Several banks have already received a letter regarding a certain issue surrounding mobile check capture. It is likely that your bank will too. I want to encourage you to refer any such claims directly to your software vendor(s) so that they can help you to manage this. Please don’t respond directly to these letters, as your vendor(s) are well aware of the situation and are best positioned to respond. I would also advise you to alert your state and national banking trade associations about the receipt of such a letter, as these organizations are also working to help the industry manage such claims.

My purpose in writing this alert is to make you aware of both the general issue of your needing protection in the case of intellectual property disputes, and the specific issue concerning mobile check deposit that I expect you will see shortly in the form of a letter.

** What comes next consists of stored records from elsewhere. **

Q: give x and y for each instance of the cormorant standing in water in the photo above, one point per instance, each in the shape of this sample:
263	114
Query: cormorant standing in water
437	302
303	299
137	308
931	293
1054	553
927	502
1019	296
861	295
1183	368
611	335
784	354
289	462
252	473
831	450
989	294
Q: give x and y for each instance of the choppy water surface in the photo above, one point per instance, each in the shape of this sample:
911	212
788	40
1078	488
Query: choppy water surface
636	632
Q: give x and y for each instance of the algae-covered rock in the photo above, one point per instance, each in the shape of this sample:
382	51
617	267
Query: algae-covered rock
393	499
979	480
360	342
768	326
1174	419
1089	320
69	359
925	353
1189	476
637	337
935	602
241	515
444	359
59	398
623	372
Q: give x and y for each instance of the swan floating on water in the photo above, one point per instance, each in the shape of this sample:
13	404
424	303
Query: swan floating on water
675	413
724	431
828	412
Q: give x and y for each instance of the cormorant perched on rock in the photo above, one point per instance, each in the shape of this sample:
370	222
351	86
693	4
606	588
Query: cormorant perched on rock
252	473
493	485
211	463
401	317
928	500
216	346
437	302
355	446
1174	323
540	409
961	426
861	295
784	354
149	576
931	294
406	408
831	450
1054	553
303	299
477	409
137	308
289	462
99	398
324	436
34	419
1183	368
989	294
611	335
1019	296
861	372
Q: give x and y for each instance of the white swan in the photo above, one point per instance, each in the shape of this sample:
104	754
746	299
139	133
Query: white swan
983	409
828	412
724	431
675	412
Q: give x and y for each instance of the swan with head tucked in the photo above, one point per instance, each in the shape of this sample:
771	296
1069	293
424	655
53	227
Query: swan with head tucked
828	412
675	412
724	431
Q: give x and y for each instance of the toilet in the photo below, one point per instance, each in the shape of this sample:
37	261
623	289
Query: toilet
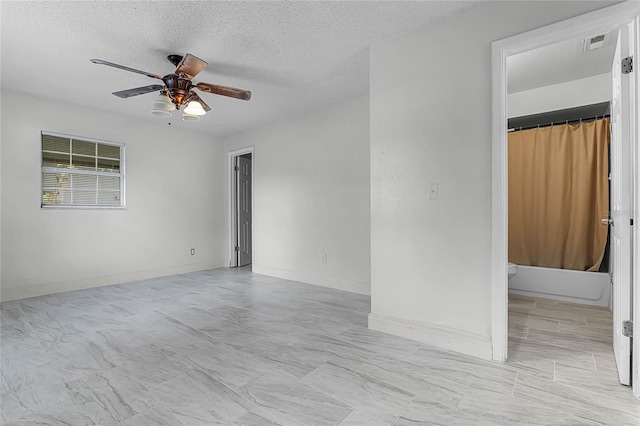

Remember, I am not an attorney, and you should always consult an attorney about legal matters. Please let me know if you have questions or if I can assist you in any way.

Trent Fleming

Tuesday, March 14, 2017

D+H Acquired by VC Firm

For more than 10 years, the Holy Grail of core banking software has been the application that features full United States functionality (especially regulatory compliance) along with multi-lingual and multi-currency aspects.  Such a product would be well received by both foreign and US-based banks, who have offices domestic and foreign.  So far, a modern, integrated enterprise solution has not been found.  The acquisition of D+H by a venture capital firm that already owns Misys, a well known international firm, appears to be the latest effort. 
Misys will join two D+H cores, SPARAK and Phoenix (which already has some international flavor, courtesy of a Caribbean presence).  SPARAK is a stable, more mature community bank product, mainly found in smaller asset based, rural banks across the US, and some speculate that it may eventually be phased out or sold to another US based technology provider.  Meanwhile, combining Phoenix with Misys may give the new owners a leg up on introducing a solution that covers the needs of both domestic and foreign banks for a truly global product.  While the merger will move the combined company into the top three US-based firms in terms of revenue, they will remain a smaller player in terms of the number of US banks processed.

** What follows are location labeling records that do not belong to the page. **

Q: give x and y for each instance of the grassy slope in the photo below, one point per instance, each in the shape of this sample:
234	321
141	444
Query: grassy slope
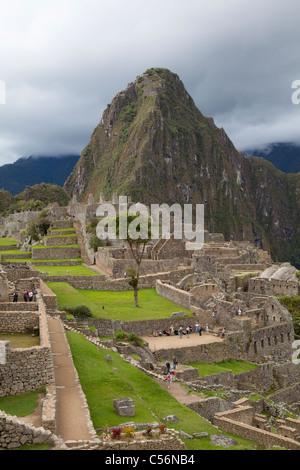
117	305
101	384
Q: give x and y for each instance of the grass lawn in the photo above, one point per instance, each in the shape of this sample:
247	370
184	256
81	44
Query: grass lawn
7	241
20	340
20	405
101	385
117	305
67	271
43	247
65	260
236	367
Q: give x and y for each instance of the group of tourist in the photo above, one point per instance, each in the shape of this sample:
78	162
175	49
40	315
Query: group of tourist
28	296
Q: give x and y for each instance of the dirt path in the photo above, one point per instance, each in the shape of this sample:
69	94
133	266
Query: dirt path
72	414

In addition to the core offerings, the new company will continue to be well positioned to serve the platform lending software needs of small and large banks.  Under the D+H umbrella is a suite of lending applications ranging from consumer to commercial to mortgage banking, that are arguably best of breed solutions.  Ongoing efforts to enhance interoperability and service/support among these products promise even better things for the future.

Current D+H customers, especially SPARAK users, should watch events carefully, for clues to how the new owners will move to align resources for maximum benefit, and of course for maximum profits.